Bainbridgers get pretty skittish when our comfortable little island winds up in the sights of the big, ugly world outside.
Sometimes, though, it’s nice to be noticed. And this week, we’re pleased to pass along the news that our favorite community project, the Marge Williams Office Center, has been honored by the state Office of Trade and Economic Development.
We’ve tracked the development of “the Marge Center” in this space for four years or so; readers are certainly familiar with the building’s reclamation from a place of tragedy and loss to a new center for non-profit agencies and nexus for community enhancement. We found ourselves moved anew, though, by the words that helped earn the center top honors in a category called Best Economic Restructuring Story – Adaptive Reuse. We share some of those words here:
“The Marge Williams Center is located at the crossroads of commercial, residential, religious and service organizations.
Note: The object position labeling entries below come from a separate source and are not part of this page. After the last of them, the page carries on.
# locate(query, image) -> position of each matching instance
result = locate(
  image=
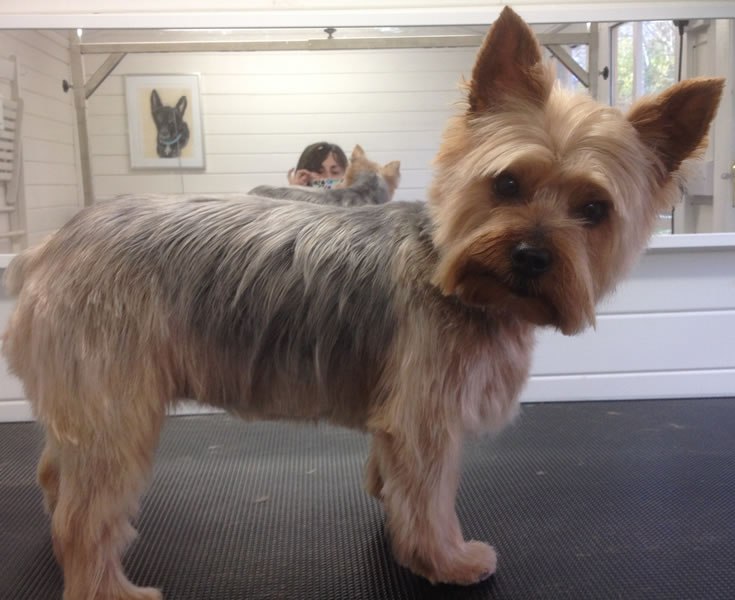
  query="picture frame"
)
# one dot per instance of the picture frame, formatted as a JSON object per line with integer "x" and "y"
{"x": 164, "y": 121}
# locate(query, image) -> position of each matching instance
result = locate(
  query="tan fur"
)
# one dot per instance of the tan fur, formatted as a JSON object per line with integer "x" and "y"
{"x": 359, "y": 163}
{"x": 414, "y": 323}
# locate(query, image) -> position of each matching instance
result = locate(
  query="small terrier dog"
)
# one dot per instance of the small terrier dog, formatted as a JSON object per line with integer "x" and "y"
{"x": 365, "y": 182}
{"x": 412, "y": 321}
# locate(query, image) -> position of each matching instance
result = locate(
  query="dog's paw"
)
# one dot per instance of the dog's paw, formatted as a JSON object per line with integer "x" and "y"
{"x": 472, "y": 562}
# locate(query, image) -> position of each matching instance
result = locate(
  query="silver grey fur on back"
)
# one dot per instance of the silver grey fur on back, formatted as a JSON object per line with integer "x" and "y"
{"x": 269, "y": 300}
{"x": 369, "y": 188}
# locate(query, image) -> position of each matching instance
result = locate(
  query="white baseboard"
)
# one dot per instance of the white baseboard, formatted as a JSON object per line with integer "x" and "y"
{"x": 705, "y": 383}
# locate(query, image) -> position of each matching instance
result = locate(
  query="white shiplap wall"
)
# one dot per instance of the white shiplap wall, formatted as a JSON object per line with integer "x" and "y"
{"x": 261, "y": 109}
{"x": 52, "y": 193}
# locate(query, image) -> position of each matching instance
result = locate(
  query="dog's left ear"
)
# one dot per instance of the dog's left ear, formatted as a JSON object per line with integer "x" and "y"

This is fitting, because crossroads create confluences which can change people’s thinking about how things are done.
“The Marge Williams Center project did just that… The project did not just ask people to give their dollars and a vote of confidence to proceed; it asked people to give of themselves so that they could see the fruits of their labors reflected back through something bigger than themselves…
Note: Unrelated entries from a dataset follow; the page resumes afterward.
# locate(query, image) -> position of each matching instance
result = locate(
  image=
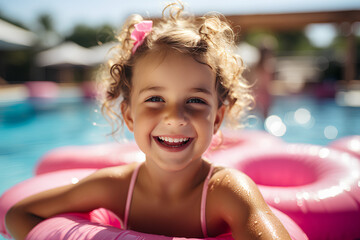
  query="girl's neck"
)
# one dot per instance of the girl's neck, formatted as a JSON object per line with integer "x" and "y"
{"x": 173, "y": 185}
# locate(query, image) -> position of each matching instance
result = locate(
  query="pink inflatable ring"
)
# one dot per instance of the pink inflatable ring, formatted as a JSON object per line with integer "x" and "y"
{"x": 318, "y": 187}
{"x": 97, "y": 225}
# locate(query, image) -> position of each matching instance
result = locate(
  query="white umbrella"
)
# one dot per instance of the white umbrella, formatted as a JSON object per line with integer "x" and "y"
{"x": 13, "y": 37}
{"x": 68, "y": 53}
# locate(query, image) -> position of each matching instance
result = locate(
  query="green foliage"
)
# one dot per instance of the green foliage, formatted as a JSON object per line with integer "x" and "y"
{"x": 46, "y": 22}
{"x": 12, "y": 21}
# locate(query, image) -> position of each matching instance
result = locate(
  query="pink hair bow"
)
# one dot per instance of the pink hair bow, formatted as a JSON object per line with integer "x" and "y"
{"x": 142, "y": 29}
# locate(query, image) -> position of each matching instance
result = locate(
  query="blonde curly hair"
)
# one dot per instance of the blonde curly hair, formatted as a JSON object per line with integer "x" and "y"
{"x": 208, "y": 39}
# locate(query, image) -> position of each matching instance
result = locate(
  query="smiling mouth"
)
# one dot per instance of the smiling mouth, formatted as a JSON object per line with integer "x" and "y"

“Every effort was valued and necessary, and in that it was an unprecedented project of this scale in our community.”
State officials agreed, and the center was one of nine projects honored at 16th annual Downtown Revitalization Training Institute, this past weekend in Port Townsend.
The Bainbridge community, and all those who offered their support, deserve to be very proud of their Marge Williams Center. This one will be tough to top.
Sunny cycling
We had occasion Saturday to put some air in the tires of the ol’ mountain bike and join Gordon Black, Dana Berg and other cycling advocates for what we’ll call “Tour de Winslow.”
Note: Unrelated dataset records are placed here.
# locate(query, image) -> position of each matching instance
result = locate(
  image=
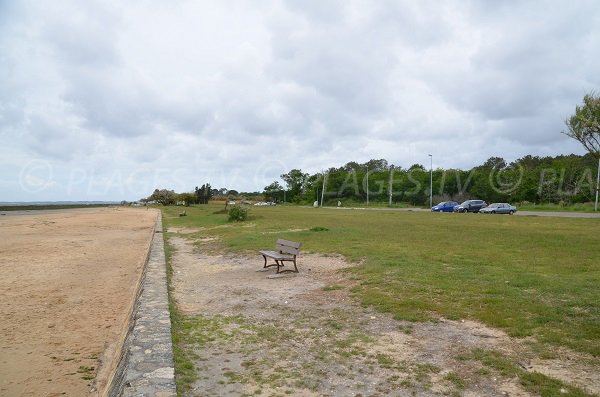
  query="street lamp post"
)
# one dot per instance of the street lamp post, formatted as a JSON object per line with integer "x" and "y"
{"x": 597, "y": 186}
{"x": 431, "y": 181}
{"x": 367, "y": 186}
The event drew 40 participants, including special guest Our Mr. Sun; the mayor and her husband rode, as did council members Norm Wooldridge and Christine Nasser, and state Rep. Phil Rockefeller.
Sponsored by Squeaky Wheels, the excellent tour was intended to give local officials a rider’s-eye view of conditions on local roadways. The route included Madison Avenue (where obnoxious round rocks had tumbled down from one business’s landscaping and into the bike lane), High School Road (bike lanes aptly described by Black as “slightly wider than my tire), Grow Avenue (no bike lanes at all), Winslow Way (cell-phone-yakking motorists pulling out of driveways, heedless of riders and other vehicles), and the roundabout (where some neanderthal in a passing car honked his horn and called the riders rude words).
Also on the itinerary was the ferry terminal, where bike commuters complained of the daily hare-and-hounds scenario of riders being chased off the ferry by roaring motorbikes. Bike shop guru Tom Clune offered the sensible solution that bicyclists be given the right lane all the way up Olympic Drive, and motorcyclists the left; Squeaky Wheels folks will be pursuing that proposal through ferry system channels.
The only drawback to the event was that it ended. Clouds heralded the dreary return of the work week, leaving us to think back wistfully on our perfect ride under blue skies.
We trust someone will ask Mr. Sun to come along for a ride again someday soon – perhaps for Bike to Work and School day this Friday.